4.4. Strengths and Weaknesses of Our Study

This study had several strengths. No previous prospective study has investigated the protein–HT association in the Chinese population, and this is one of the very few long-term prospective studies exploring the respective effects of animal and plant proteins on HT risk in Asian populations. Repeated dietary assessments enabled us to obtain a relatively accurate estimate of long-term habitual dietary intake. Furthermore, our analysis controlled for various dietary and non-dietary covariates to reduce confounding effects. Additionally, we used RCS to illustrate the dose-response relationship further and found non-linear associations. Nevertheless, there were also certain limitations. First, information on some important factors that may potentially be associated with HT risk, such as family HT history and corticosteroid use, were not available in our study; due to these limitations, we could not reach a sound conclusion. Second, despite the large sample size, this participant sample was not representative of the general Chinese population, limiting our findings’ external validity. Third, although we adjusted for several relevant risk factors, we cannot rule out the possibility of residual confounding due to the nature of the observational study.

4.5. Future Research

Prospective studies should be carried out in different populations consuming plant-based diets to provide comparisons and to verify our findings. Moreover, studies investigating the mechanisms elucidating the potential beneficial or harmful effects of protein intake on BP or HT are needed.

5. Conclusions

We found non-linear associations between the dietary intake of animal, plant, and total protein and HT risk. This confirmed the previously reported beneficial effect of animal and plant proteins on HT, although only at lower intake levels. Our findings also suggest that excessive intake of either plant or total protein may increase the risk of HT in the Chinese population. Overall, our findings underscore the need for maintaining a balanced diet containing adequate amounts and proportions of animal and plant protein, which may be more beneficial to health and chronic disease risk reduction.

Supplementary Materials

The following is available online at https://www.mdpi.com/article/10.3390/nu14061276/s1, Table S1: Associations between hypertension risk and cumulative average dietary intakes of red meat and white meat protein in Chinese men and women; Table S2: Stratified analyses of protein–hypertension association by BMI, age, smoking and alcohol drinking status in Chinese men and women; Figure S1: Multivariable-adjusted HRs and 95% CIs for the risk of HT according to dietary intakes of red meat and white meat protein on a continuous scale.

Author Contributions

Conceptualization, J.H., S.Y. and K.L.; Methodology, J.H., A.F. and X.S.; Formal Analysis, J.H.; Writing–Original Draft Preparation, J.H.; Review & Editing, J.H., S.Y., A.F., X.S. and K.L.; Visualization, J.H. and S.Y.; Supervision, K.L. All authors have read and agreed to the published version of the manuscript.

Funding

This research received no external funding.

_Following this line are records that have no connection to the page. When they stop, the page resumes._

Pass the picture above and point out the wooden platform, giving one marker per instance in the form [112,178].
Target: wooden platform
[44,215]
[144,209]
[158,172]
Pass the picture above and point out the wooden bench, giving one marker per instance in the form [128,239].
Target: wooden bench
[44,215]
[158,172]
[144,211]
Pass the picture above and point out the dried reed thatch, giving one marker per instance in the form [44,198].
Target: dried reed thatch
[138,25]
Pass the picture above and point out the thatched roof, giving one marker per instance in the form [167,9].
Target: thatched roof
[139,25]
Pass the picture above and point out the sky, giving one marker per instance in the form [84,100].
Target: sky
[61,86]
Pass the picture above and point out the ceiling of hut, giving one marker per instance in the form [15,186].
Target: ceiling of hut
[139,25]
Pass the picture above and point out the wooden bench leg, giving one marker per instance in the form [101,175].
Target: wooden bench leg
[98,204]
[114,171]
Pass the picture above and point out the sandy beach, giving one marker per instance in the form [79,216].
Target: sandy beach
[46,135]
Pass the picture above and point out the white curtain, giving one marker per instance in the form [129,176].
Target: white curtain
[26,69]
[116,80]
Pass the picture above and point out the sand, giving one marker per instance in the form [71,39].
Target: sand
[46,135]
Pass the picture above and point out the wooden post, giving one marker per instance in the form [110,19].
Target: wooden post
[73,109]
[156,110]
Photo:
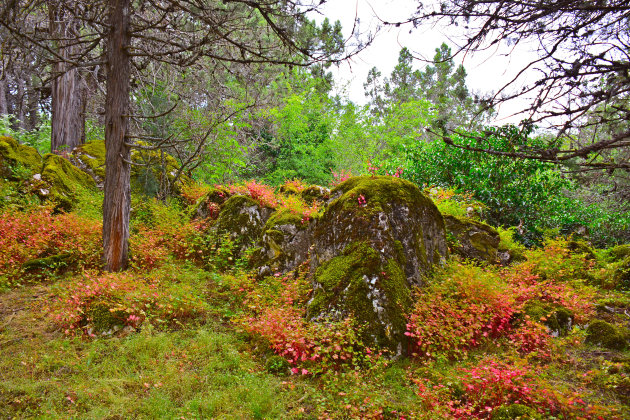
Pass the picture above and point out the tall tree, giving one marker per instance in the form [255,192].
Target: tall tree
[179,33]
[68,88]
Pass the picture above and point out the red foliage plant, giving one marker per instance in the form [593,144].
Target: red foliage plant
[309,347]
[40,233]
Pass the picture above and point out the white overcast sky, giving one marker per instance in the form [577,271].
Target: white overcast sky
[486,73]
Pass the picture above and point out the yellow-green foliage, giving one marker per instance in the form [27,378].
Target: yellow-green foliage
[13,154]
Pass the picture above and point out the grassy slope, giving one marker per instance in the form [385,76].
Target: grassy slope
[208,368]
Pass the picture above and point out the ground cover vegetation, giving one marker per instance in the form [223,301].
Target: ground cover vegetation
[293,254]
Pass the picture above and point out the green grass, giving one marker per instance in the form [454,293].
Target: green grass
[204,372]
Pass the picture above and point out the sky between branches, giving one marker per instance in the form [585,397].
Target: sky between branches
[486,71]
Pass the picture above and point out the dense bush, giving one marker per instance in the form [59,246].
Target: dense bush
[515,192]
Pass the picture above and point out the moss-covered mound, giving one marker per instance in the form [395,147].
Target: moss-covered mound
[315,193]
[619,252]
[90,158]
[285,242]
[242,220]
[607,335]
[377,239]
[359,284]
[18,161]
[63,180]
[472,239]
[621,274]
[153,171]
[208,206]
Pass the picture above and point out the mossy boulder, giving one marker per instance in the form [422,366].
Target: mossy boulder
[17,161]
[62,180]
[619,252]
[285,242]
[607,335]
[315,193]
[515,411]
[472,239]
[90,158]
[243,220]
[378,238]
[621,274]
[153,168]
[53,262]
[557,319]
[358,283]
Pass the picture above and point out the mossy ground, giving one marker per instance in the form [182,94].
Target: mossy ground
[64,180]
[13,155]
[208,368]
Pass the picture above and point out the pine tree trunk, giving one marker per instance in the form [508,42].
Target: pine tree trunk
[4,108]
[20,107]
[67,117]
[33,104]
[116,204]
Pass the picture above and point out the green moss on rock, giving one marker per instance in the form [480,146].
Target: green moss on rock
[619,252]
[63,180]
[277,365]
[357,283]
[243,219]
[14,155]
[621,274]
[315,193]
[104,316]
[557,318]
[90,157]
[52,262]
[607,335]
[473,239]
[380,193]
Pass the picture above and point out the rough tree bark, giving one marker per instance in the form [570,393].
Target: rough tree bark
[19,105]
[4,109]
[68,88]
[116,204]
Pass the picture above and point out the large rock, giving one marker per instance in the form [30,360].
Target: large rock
[17,161]
[472,239]
[285,242]
[62,181]
[378,238]
[242,220]
[152,168]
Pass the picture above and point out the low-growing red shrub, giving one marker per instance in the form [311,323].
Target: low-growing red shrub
[40,233]
[97,303]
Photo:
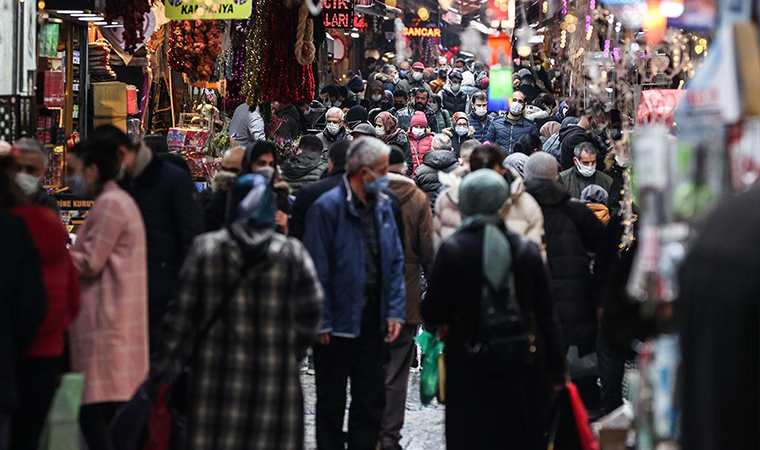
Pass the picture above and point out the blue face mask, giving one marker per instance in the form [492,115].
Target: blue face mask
[378,184]
[78,186]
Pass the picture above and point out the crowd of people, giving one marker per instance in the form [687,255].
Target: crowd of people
[415,206]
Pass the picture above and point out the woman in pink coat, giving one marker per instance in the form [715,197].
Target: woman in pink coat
[109,339]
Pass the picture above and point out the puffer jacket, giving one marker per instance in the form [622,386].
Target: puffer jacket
[303,169]
[503,133]
[426,175]
[572,232]
[454,103]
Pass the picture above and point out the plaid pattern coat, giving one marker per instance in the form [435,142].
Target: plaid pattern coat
[245,391]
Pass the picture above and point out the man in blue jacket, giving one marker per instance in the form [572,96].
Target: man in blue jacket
[506,131]
[352,236]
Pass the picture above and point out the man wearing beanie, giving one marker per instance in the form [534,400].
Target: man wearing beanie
[572,232]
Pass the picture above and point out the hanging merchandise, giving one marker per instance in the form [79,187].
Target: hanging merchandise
[295,82]
[193,48]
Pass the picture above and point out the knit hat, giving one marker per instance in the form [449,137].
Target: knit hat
[459,115]
[550,128]
[419,120]
[541,166]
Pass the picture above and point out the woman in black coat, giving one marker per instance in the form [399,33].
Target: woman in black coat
[492,404]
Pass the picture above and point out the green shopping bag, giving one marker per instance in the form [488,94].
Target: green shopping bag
[429,380]
[61,430]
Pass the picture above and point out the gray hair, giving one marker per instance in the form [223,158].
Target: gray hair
[334,111]
[441,142]
[587,147]
[363,152]
[32,146]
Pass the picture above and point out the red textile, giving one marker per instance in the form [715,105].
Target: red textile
[283,78]
[60,278]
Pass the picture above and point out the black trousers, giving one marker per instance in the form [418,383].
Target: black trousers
[361,360]
[94,420]
[38,380]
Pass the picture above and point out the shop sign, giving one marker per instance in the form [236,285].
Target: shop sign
[199,9]
[422,32]
[339,13]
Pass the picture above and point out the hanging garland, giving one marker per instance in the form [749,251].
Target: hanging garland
[132,13]
[193,47]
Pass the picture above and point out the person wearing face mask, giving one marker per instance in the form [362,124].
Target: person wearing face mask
[420,142]
[352,236]
[584,174]
[479,119]
[460,132]
[109,338]
[334,131]
[506,131]
[454,98]
[415,79]
[30,165]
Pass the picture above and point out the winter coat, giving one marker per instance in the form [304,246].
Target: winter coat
[570,138]
[404,117]
[418,240]
[457,140]
[572,231]
[173,217]
[59,277]
[417,150]
[426,175]
[244,391]
[480,128]
[505,409]
[303,169]
[574,183]
[454,103]
[328,140]
[109,338]
[505,134]
[335,240]
[23,304]
[717,322]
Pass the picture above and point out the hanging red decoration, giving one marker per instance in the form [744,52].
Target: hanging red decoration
[295,83]
[132,13]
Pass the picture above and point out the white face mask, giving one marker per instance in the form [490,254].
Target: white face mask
[28,183]
[585,171]
[515,108]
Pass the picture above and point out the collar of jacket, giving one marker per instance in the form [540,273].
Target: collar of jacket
[381,198]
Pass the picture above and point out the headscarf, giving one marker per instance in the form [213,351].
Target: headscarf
[252,202]
[482,195]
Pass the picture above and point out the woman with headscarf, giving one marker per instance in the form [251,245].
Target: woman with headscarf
[258,295]
[496,393]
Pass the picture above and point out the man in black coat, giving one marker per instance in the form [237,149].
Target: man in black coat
[717,314]
[23,305]
[572,232]
[165,194]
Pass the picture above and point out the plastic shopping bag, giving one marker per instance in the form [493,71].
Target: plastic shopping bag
[429,380]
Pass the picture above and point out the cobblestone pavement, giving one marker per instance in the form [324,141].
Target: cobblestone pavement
[423,426]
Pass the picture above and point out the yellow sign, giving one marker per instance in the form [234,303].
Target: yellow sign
[207,9]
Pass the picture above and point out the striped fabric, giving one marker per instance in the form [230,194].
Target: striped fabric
[109,338]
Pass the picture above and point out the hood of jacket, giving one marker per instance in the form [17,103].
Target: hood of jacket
[404,187]
[302,164]
[546,192]
[440,159]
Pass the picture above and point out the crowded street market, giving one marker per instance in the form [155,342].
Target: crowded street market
[379,224]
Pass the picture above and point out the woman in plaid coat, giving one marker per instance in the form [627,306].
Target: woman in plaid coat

Institutional Review Board Statement

This study was conducted according to the guidelines of the Declaration of Helsinki, and approved by the Institutional Review Board of the University of North Carolina, Chapel Hill, NC, USA, and the National Institute of Nutrition and Food Safety, China Centre for Disease Control and Prevention.

Informed Consent Statement

Informed consent was obtained from all subjects involved in the study.

Data Availability Statement

Publicly available datasets were analyzed in this study. This data can be found here: [https://www.cpc.unc.edu/projects/china] (accessed on 20 January 2022).

Conflicts of Interest

The authors declare no conflict of interest.